Moscou ose prendre des risques et Pékin apprécie
Cela leur impose de mettre de côté – au moins temporairement – leurs différends bilatéraux, notamment les désaccords territoriaux dans l’Extrême-Orient russe et l’expansion de l’influence chinoise dans les ex-républiques soviétiques d’Asie centrale.
En revanche, «ils s’aideront mutuellement sur des principes généraux plutôt que des objectifs précis», assure Steve Tsang, selon lequel Poutine pourrait demander de l’aide à Pékin en cas de sanctions occidentales.

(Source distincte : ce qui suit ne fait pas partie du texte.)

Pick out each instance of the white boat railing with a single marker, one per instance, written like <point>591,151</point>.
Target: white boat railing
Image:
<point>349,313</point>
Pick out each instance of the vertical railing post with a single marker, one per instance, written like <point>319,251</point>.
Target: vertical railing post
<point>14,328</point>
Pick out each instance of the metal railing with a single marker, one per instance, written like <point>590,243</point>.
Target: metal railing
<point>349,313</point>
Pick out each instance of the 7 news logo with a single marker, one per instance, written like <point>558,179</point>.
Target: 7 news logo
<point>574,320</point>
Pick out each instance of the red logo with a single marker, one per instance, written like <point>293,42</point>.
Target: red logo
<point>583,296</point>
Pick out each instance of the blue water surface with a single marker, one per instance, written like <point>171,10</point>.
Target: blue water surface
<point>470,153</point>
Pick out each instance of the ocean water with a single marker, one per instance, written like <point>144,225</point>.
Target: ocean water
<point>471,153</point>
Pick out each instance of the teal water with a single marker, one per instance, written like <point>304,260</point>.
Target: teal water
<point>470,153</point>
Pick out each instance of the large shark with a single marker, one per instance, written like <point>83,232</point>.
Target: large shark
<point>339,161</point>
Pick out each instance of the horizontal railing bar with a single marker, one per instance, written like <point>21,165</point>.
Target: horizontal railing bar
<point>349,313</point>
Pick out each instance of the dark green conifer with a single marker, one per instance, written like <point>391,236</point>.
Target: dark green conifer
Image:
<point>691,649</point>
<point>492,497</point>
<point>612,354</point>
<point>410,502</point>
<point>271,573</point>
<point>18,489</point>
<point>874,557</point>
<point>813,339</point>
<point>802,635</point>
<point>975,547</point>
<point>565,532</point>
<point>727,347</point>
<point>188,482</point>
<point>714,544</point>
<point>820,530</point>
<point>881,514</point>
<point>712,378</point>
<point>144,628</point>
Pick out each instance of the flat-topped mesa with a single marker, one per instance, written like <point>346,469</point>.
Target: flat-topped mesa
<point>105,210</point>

Côté russe, le voyage de Poutine lui permet d’asseoir une stature renforcée par les tensions avec l’Ukraine. «Xi ne pourrait pas provoquer Biden ni l’Europe de cette façon», explique l’amiral Pascal Ausseur, directeur de la Fondation méditerranéenne d’études stratégiques. «Et Poutine a montré à Xi qu’il savait prendre des risques géopolitiques et militaires. Pékin a dû apprécier la démonstration.»
Plus d’actions concertées
«C’est dans l’intérêt stratégique de Poutine aujourd’hui de rendre le partenariat Russie-Chine bien plus beau qu’il ne l’est, leurs actions mieux coordonnées et leurs objectifs soigneusement alignés», confirme Anton Barbashin, expert de la Russie du think-tank Riddle, à Glasgow.
«La Russie et la Chine placent la souveraineté au-dessus de tout, donc une alliance serait un mot trop fort», précise-t-il. «Mais nous allons voir plus d’actions concertées dans les relations internationales», ajoute-t-il, insistant sur le fait que cet affichage bilatéral ne vaut essentiellement que face au rival américain. L’administration Biden va pour autant devoir faire preuve d’une grande vigilance.
«Il est important pour les États-Unis d’empêcher la Russie et la Chine de tenter de reformater les organisations internationales en fonction de leurs visions du monde et idéologies respectives», écrivait en janvier la politiste Stephanie Pezard pour le think-tank américain RAND corporation.
Et si Washington devait être tenté par le repli sur lui-même, «la Russie et la Chine pourraient être tentées de combler le vide», soulignait-elle.